Most fall into two categories: those Carmens who overdo the bent-index-finger biting “ergo me sexy” category, and the others who overdo the “ I gotta pretend I be ze flamenco queen “ category. In each case, they all forget that the original French text, even music, is filled with bitter irony and a raised eyebrow.
Petit’s Carmen does not need to be overcooked. She needs to hum, not scream. She’s the only fully human character in the whole piece. The rest certainly move about, but they – especially the men — are in essence cardboard cutouts.
Abbagnato’s Carmen fluttered like a butterfly and brawled like a bee. She sandpapered away all the clear edges one would expect, and spared us any “olé, olé” hispanitude. More than that, she gave a dragonfly aspect to the character. Never at rest, always buzzing, ever alert to threat, proud of her delicately nervy wings. Indeed, she was probably unphotographable this night, for she rarely paused to pose for a six o’clock standard snapshot. She was too busy dancing. And by really dancing, not just steps but ideas, she kept making the interstices in between the usual photo-ops come alive.
I found myself completely absorbed by the final duel between this elusive heroine and her Don José: for once it seemed as if this Carmen suddenly had decided that there was no way the choreographer would let her down and not let her go free.
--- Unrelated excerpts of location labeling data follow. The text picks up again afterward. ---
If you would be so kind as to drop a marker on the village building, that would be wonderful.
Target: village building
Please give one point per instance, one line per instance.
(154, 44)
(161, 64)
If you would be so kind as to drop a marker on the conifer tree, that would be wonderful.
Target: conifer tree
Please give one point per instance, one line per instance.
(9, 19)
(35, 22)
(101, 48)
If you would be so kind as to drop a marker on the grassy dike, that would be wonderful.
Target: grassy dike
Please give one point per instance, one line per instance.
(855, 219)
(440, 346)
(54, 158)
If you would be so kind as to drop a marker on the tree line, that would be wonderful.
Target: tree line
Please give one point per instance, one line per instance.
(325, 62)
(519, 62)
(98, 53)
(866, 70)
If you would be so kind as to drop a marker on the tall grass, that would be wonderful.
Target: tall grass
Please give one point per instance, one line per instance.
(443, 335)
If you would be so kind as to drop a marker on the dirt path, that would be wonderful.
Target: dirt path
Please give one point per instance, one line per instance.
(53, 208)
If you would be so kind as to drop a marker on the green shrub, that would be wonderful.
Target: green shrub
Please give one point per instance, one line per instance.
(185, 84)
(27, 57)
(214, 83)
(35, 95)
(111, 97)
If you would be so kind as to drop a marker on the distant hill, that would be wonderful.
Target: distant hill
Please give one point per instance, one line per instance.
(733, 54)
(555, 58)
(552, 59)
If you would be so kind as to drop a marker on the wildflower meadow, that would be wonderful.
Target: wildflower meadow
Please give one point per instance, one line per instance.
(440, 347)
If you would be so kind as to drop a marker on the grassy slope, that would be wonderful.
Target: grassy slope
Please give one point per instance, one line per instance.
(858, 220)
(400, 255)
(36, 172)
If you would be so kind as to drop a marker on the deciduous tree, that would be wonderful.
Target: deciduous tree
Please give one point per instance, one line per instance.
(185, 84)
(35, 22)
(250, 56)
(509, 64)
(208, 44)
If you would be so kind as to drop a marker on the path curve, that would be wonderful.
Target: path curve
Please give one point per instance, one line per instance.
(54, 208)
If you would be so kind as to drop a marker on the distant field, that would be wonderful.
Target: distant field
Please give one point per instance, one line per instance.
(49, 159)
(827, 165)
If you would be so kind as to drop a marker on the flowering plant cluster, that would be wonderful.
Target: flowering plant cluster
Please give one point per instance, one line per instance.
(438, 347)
Her movement reflected less the shivering angry pride of Zizi Jeanmaire when confronted by Don José’s knife, but a kind of shock at this man’s betrayal. By wielding a knife, he was cheating and breaking the rules of the game. Dragonflies, butterflies, bees never expect to face a pesticide.
So when Abbagnato launched herself at her lover’s knife with the fervor of the character she’d sculpted in 40 minutes flat… the entire house heard another patron near me “lose it.” A loud gasp of “Mais ça alors!” [American translation: “Jesus H. Christ.”] That’s the kind of comment yelled out at a boxing match where the one you root for gets hammered.
While some of you may find Petit awfully corny, I like the fact that he always tried to make the dances where dancers could convince even one member of the audience thinks this dream, this vision….is real. And never want to wake up.